Viewing a single comment thread. View all comments

cjschnyder t1_ixcqy7t wrote

It sounds like the big assumption here is that scraping = taking literally anything and everything. You're correct in the sense that it's semi-curated but my guess is that any AI generator isn't doing that with teams of people each looking across the web and loading in images into a dataset. It's doing it with bots. And those bots are scraping the web.

What they pull definitely goes through a filtering process but just cause it's a " semi-curated dataset" doesn't mean that data wasn't scraped. In my day job I work in building analytics data pipelines for web traffic, I'm familiar with how vast amounts of data is aggregated and put together.

1

olemeloART t1_ixcti51 wrote

The point was that the LAION dataset, on which the model was trained, is static. it was created once and isn't continuously updated - a snapshot of a point in time. The curation was also automated, but biased for the aesthetic score ("how likely would a human find this pretty"). That's why so much art was captured in it. So, if you put an artwork out on the internet today, it will not be used by the current crop of AI art generators. Whether this is "stealing" is a matter of opinion, as all of those images were public and went into a common "melting pot". I was only specifically addressing the "scraping" statement, because there is a lot of misinformation and confusion around that - some people literally seem to think there are bots hiding in the shadows waiting to snatch their works.

Mind you, that is different from someone downloading a specific artist's collection from Artstation and purposely training a checkpoint to specifically imitate that artist. That's shitty and gross, and in my mind definitely amounts to theft and plagiarism, and many in the AI art community agree with me.

0

cjschnyder t1_ixd1qtx wrote

So that's the first time a specific dataset, or rather a dataset manufacturer, was mentioned. While that one may be static, others may not be.
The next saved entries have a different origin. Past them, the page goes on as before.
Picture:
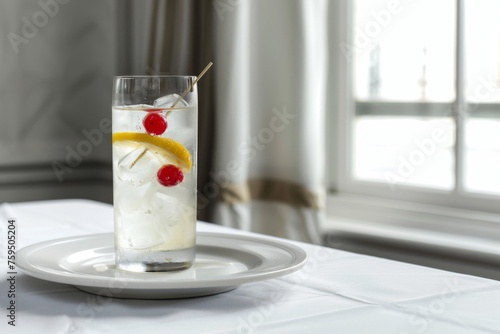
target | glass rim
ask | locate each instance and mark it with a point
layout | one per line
(152, 76)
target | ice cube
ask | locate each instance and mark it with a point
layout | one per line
(169, 100)
(138, 167)
(128, 197)
(139, 230)
(163, 207)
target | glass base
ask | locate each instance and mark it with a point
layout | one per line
(147, 261)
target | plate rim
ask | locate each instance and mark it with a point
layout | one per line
(299, 259)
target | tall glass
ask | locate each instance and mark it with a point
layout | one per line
(154, 172)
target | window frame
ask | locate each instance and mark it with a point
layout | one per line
(340, 141)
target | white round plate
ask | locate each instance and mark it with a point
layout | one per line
(223, 261)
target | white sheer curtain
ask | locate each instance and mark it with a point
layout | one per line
(271, 74)
(262, 106)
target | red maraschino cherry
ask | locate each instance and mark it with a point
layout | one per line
(169, 175)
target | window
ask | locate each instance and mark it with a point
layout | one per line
(422, 103)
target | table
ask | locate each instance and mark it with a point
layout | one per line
(336, 292)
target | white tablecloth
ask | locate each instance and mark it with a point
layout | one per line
(337, 292)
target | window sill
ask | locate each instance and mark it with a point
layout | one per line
(451, 239)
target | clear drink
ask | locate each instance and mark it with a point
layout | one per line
(154, 173)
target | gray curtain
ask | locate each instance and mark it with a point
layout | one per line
(181, 42)
(262, 111)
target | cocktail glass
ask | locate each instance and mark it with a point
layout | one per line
(155, 124)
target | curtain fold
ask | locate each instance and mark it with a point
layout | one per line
(263, 131)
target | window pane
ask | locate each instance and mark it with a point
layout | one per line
(404, 52)
(405, 151)
(482, 50)
(483, 155)
(482, 129)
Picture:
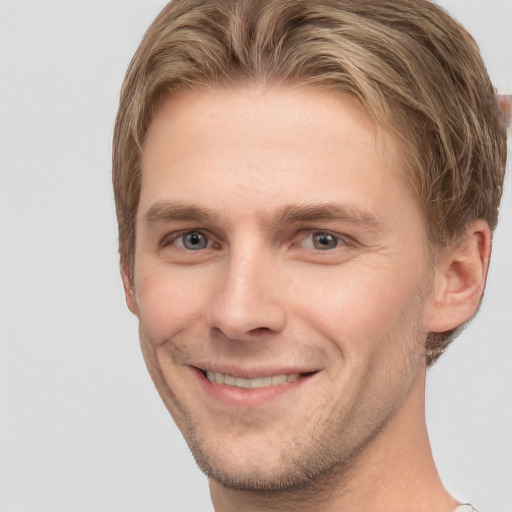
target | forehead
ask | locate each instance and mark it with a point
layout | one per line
(268, 147)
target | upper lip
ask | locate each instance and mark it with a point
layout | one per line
(254, 373)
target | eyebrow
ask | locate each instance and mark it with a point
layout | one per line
(164, 211)
(325, 212)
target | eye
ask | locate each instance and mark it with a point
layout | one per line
(192, 241)
(321, 241)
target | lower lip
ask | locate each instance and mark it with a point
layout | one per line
(243, 397)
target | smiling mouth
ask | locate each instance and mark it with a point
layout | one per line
(260, 382)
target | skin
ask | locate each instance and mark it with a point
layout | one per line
(275, 236)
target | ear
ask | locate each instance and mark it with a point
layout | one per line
(459, 281)
(129, 290)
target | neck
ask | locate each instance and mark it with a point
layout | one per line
(394, 473)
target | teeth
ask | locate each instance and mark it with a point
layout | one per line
(261, 382)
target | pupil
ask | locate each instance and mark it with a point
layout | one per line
(325, 241)
(195, 241)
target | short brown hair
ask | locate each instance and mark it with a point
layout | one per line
(414, 69)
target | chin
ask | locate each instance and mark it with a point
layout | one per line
(286, 468)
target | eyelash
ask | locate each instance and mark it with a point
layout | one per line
(306, 234)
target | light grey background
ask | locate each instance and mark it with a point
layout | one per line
(81, 427)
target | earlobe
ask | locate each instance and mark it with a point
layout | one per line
(459, 282)
(129, 292)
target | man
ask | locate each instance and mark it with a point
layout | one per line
(306, 192)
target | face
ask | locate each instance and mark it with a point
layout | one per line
(279, 280)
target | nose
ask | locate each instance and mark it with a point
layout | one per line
(247, 302)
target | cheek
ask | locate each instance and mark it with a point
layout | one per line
(358, 306)
(168, 302)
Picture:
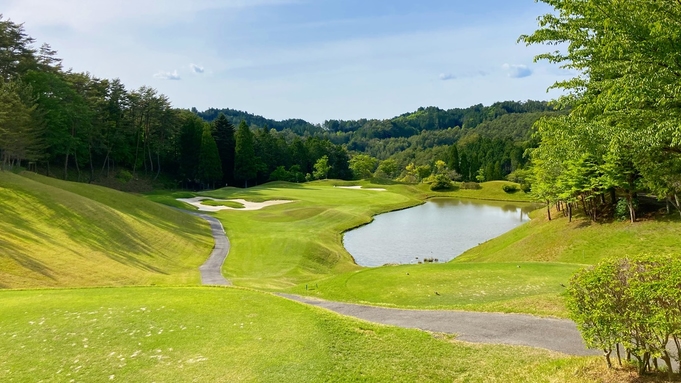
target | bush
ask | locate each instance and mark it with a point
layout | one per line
(441, 182)
(634, 302)
(510, 188)
(622, 209)
(470, 185)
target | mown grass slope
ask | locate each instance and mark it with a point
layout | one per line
(57, 233)
(226, 335)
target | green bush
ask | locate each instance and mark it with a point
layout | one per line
(510, 188)
(470, 185)
(634, 302)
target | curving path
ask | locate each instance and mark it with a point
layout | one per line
(211, 270)
(513, 329)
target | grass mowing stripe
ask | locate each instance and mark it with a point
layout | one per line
(57, 233)
(224, 335)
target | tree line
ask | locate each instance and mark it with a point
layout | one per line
(622, 136)
(80, 127)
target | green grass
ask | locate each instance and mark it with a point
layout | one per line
(57, 233)
(232, 204)
(533, 288)
(580, 241)
(227, 335)
(284, 245)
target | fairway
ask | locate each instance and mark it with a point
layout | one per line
(226, 335)
(57, 233)
(532, 288)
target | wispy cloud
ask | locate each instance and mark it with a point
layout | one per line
(197, 68)
(162, 75)
(517, 71)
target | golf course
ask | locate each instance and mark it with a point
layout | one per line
(100, 285)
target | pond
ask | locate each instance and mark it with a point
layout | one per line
(440, 229)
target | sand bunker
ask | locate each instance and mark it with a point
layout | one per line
(196, 201)
(359, 188)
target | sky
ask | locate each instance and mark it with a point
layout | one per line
(309, 59)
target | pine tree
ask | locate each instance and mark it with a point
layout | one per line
(210, 169)
(245, 161)
(223, 133)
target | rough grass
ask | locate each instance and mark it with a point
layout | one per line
(580, 241)
(232, 204)
(57, 233)
(533, 288)
(226, 335)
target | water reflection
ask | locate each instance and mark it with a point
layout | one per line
(440, 228)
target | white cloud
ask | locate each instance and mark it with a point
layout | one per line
(91, 15)
(167, 75)
(517, 71)
(197, 68)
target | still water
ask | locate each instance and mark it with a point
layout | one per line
(440, 228)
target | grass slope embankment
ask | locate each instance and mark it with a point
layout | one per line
(56, 233)
(284, 245)
(226, 335)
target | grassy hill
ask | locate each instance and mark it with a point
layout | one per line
(227, 335)
(57, 233)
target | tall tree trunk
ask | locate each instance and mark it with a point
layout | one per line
(66, 163)
(137, 146)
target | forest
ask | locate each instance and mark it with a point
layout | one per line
(79, 127)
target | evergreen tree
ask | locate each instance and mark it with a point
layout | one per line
(245, 161)
(454, 159)
(210, 168)
(223, 133)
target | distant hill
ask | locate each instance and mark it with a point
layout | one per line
(297, 126)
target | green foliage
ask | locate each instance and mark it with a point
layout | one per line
(124, 176)
(363, 165)
(510, 188)
(470, 186)
(245, 161)
(633, 301)
(321, 168)
(440, 182)
(210, 168)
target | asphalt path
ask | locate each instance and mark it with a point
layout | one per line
(513, 329)
(211, 270)
(559, 335)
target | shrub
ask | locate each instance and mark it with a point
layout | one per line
(470, 185)
(510, 188)
(634, 302)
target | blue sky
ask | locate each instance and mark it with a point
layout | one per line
(311, 59)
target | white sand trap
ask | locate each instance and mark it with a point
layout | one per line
(359, 188)
(196, 201)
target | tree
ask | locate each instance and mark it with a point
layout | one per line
(223, 133)
(453, 160)
(245, 161)
(625, 109)
(321, 168)
(388, 168)
(363, 165)
(209, 169)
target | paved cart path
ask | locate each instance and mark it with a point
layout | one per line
(514, 329)
(211, 270)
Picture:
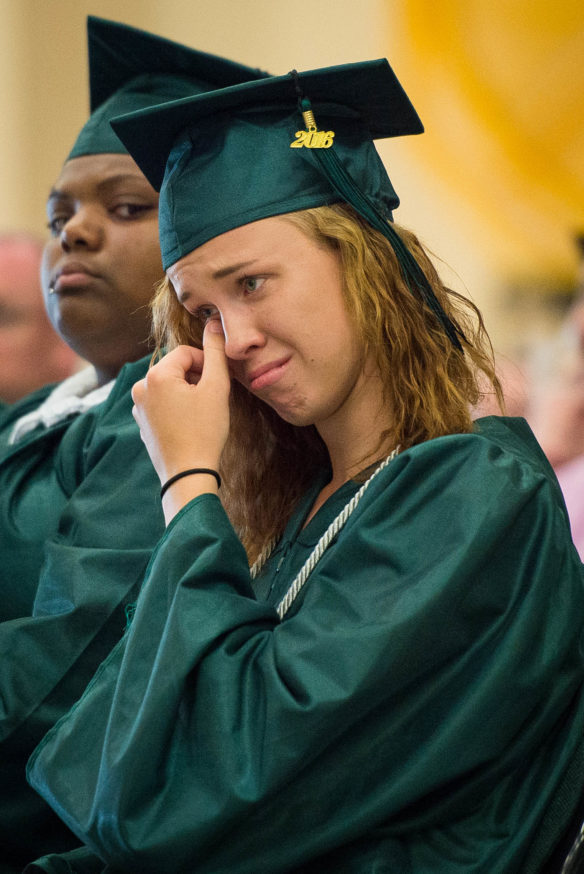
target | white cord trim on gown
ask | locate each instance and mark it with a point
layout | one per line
(73, 396)
(323, 543)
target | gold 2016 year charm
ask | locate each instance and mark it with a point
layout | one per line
(312, 138)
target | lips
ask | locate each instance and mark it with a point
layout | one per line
(73, 274)
(267, 374)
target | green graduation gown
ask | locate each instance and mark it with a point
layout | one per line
(88, 569)
(415, 712)
(31, 499)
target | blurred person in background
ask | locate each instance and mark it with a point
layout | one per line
(31, 352)
(79, 514)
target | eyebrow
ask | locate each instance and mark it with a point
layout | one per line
(184, 296)
(102, 185)
(233, 268)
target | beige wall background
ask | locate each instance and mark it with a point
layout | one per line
(485, 219)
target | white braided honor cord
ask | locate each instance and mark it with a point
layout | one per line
(318, 551)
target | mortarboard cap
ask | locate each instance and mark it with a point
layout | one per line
(130, 69)
(234, 156)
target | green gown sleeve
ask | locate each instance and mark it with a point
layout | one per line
(93, 567)
(415, 711)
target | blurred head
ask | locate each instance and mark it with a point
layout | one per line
(102, 262)
(32, 355)
(103, 259)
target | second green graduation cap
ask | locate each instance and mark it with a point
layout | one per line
(130, 69)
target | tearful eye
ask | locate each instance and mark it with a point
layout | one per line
(252, 283)
(132, 210)
(204, 314)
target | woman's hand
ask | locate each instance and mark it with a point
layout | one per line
(182, 409)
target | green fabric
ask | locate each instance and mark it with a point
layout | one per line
(32, 496)
(416, 711)
(130, 69)
(89, 567)
(228, 158)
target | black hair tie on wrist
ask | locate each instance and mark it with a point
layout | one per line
(189, 472)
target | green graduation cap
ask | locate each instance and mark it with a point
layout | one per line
(130, 69)
(277, 145)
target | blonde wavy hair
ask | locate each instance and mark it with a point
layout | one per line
(429, 385)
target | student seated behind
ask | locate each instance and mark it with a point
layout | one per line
(79, 513)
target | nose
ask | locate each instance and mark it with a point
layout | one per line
(82, 230)
(242, 335)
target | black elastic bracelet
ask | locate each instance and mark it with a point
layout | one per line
(191, 470)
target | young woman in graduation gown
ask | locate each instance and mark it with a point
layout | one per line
(397, 683)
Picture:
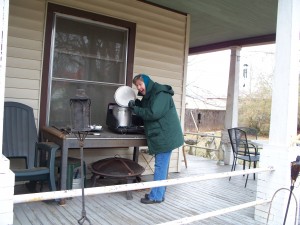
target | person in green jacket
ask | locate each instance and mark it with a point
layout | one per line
(162, 128)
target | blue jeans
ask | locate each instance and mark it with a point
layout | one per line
(160, 173)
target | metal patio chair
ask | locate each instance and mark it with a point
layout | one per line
(20, 141)
(241, 150)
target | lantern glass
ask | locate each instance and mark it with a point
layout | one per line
(80, 109)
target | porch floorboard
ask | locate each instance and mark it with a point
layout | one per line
(181, 201)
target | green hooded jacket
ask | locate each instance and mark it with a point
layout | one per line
(161, 122)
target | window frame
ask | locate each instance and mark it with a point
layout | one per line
(52, 9)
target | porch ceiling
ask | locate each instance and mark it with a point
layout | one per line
(218, 24)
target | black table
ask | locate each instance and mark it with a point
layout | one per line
(106, 139)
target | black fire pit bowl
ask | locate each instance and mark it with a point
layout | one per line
(118, 168)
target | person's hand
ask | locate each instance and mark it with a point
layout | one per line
(131, 104)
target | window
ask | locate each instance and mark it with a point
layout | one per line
(83, 51)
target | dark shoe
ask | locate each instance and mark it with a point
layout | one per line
(147, 197)
(148, 201)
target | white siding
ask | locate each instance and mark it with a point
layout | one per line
(160, 48)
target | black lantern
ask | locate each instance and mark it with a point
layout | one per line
(80, 116)
(80, 109)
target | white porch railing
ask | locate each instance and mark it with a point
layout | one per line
(143, 185)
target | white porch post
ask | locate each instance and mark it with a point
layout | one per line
(6, 176)
(280, 151)
(231, 117)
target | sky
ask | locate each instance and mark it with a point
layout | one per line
(207, 74)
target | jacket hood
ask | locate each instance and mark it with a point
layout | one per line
(156, 87)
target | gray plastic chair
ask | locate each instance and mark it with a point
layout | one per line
(20, 140)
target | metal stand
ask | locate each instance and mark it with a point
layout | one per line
(81, 135)
(288, 204)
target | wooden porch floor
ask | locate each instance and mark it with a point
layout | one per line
(181, 201)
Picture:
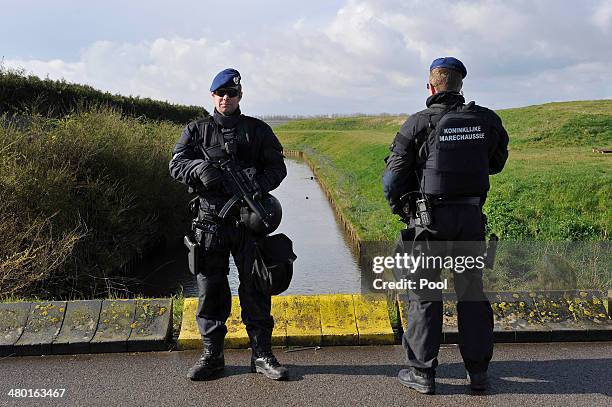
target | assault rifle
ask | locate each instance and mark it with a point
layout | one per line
(240, 182)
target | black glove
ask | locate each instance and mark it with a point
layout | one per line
(211, 177)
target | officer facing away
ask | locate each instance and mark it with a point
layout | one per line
(255, 147)
(445, 154)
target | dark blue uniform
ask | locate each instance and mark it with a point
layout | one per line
(258, 147)
(447, 152)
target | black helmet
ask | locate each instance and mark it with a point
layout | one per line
(254, 223)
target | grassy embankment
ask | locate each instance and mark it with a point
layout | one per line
(554, 188)
(79, 197)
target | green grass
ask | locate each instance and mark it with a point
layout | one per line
(79, 196)
(553, 186)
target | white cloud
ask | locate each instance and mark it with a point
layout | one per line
(368, 56)
(602, 15)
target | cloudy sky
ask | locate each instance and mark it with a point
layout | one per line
(317, 56)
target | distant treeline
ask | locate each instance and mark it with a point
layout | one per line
(21, 94)
(287, 117)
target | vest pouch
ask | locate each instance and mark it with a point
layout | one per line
(458, 162)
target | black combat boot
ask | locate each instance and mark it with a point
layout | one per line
(266, 363)
(211, 361)
(478, 381)
(423, 382)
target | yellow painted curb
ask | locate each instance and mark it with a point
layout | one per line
(338, 326)
(189, 337)
(303, 320)
(372, 319)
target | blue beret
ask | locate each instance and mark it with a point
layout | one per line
(449, 63)
(226, 78)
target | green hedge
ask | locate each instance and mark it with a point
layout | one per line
(21, 94)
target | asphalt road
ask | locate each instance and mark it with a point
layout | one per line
(522, 374)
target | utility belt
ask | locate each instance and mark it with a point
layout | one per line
(205, 233)
(463, 200)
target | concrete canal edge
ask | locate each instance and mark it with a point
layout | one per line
(91, 326)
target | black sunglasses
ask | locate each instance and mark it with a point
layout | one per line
(229, 92)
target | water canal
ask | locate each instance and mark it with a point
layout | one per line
(325, 262)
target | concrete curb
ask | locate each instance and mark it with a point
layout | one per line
(59, 327)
It should also be noted that LAION is making other datasets so while ONE of their sets might be static and completed they are continuously making updated sets.

I would also hesitate to say it's a "matter of opinion" in the stealing department. It is stealing. Something extremely common place on the internet today as to not really be noticed but just cause something is in a public space does not mean it is public domain.

What is the difference between what you posed, someone taking a specific artists work to make a dataset to copy them and a dataset that includes enough of someones art to copy them and then is used in such a manner?

1